SAA-C03Chapter 129 of 189Objective 3.7

API Gateway Caching and Throttling

This chapter covers API Gateway caching and throttling, two critical features for building scalable, resilient APIs on AWS. For the SAA-C03 exam, understanding these mechanisms is essential as they appear in roughly 10-15% of questions related to high-performance architectures. You will learn how caching reduces latency and backend load, how throttling protects your backend from traffic spikes, and how to configure these features for optimal performance and cost.

25 min read
Intermediate
Updated May 31, 2026

API Gateway as a Concert Venue

Imagine a concert venue with a single entrance. The venue has a ticket booth (API Gateway) that controls access. Caching is like having a large billboard outside the venue that lists upcoming shows and ticket prices. When fans ask about show times, the ticket booth can point to the billboard instead of calling the box office (backend) each time. This reduces the load on the box office and speeds up responses. Throttling is like the venue's capacity control: only 1000 fans per hour can enter. If more arrive, they are turned away with a 'sold out' sign (HTTP 429 Too Many Requests). The venue can also have different entry lanes for VIPs (higher throttle limits) and general admission. The ticket booth uses a token bucket algorithm: each fan gets a token to enter; tokens replenish at a steady rate. If a fan tries to enter without a token, they are denied. This ensures the venue never exceeds its capacity and the box office isn't overwhelmed.

How It Actually Works

What is API Gateway Caching?

API Gateway caching stores responses from your backend endpoints so that subsequent identical requests can be served directly from the cache, reducing latency and load on your backend. The cache is a fully managed, in-memory cache that sits between the client and your backend. When a client sends a request, API Gateway checks the cache for a valid cached response based on the cache key. If found, it returns the cached response without invoking the backend. If not, the request is forwarded to the backend, and the response is stored in the cache for future requests.

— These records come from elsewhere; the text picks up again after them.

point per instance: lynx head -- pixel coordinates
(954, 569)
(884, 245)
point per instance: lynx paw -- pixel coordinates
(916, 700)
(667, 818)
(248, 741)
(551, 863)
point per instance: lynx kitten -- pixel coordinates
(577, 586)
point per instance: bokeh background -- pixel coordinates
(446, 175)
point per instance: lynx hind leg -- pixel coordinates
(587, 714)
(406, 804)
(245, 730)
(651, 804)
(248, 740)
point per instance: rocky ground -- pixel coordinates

How Caching Works Internally

API Gateway uses a configurable TTL (Time to Live) for cached responses, defaulting to 300 seconds (5 minutes). The cache key is constructed from the request parameters: HTTP method, path, query string parameters, headers, and stage variables. You can customize the cache key by specifying which parameters to include. Caching is enabled per stage and can be sized from 0.5 GB to 237 GB. The cache is encrypted at rest by default using AWS managed keys, but you can use a customer managed KMS key.

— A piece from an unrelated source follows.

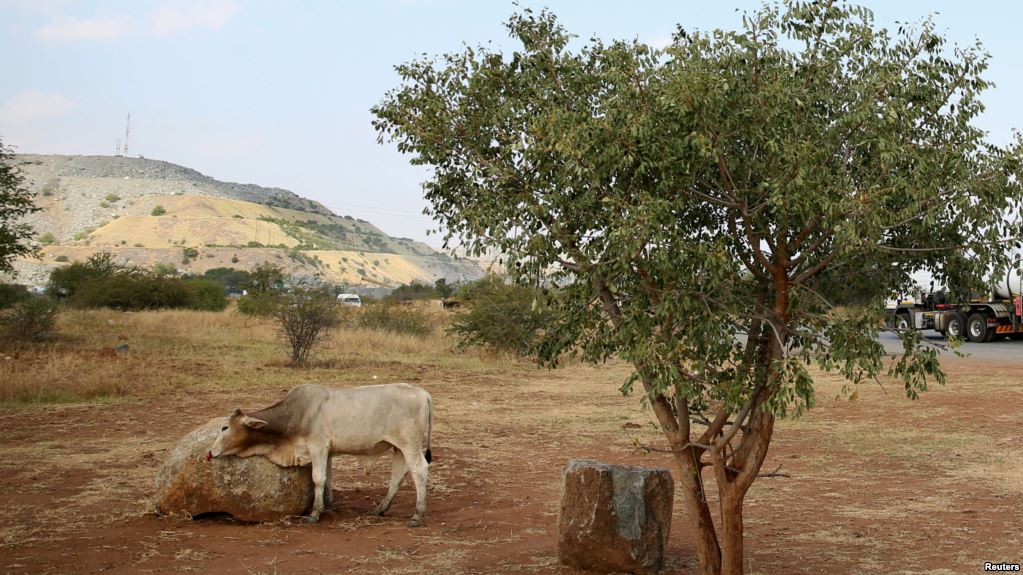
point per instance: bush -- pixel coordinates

Key Caching Components and Defaults

TTL (Time to Live): Default 300 seconds, minimum 0 (disable caching), maximum 3600 seconds (1 hour).

Cache size: 0.5 GB, 1 GB, 2 GB, 4 GB, 8 GB, 13.5 GB, 28.4 GB, 58.2 GB, 118 GB, or 237 GB.

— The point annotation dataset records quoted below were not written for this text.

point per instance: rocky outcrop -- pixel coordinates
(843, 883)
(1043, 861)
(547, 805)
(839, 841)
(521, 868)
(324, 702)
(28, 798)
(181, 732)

Cache encryption: Enabled by default (AES-256).

Cache cluster: Single node by default, but you can enable a cache cluster for high availability.

Cache status header: API Gateway adds a CacheStatus header to responses: HIT (served from cache), MISS (not in cache), EXPIRED (TTL expired).

To enable caching via the AWS CLI:

aws apigateway update-stage --rest-api-id <api-id> --stage-name prod --patch-operations op=replace,path=/cacheClusterEnabled,value=true

What is API Gateway Throttling?

Throttling limits the rate of requests to your API to protect your backend from being overwhelmed. API Gateway implements throttling at two levels: per-client (account-level) and per-method (method-level). The default throttling limits are: - Account-level: 10,000 requests per second (RPS) with a burst of 5,000 requests across all APIs in a region. - Method-level: Can be set per method, with a default of 10,000 RPS and burst of 5,000 (same as account).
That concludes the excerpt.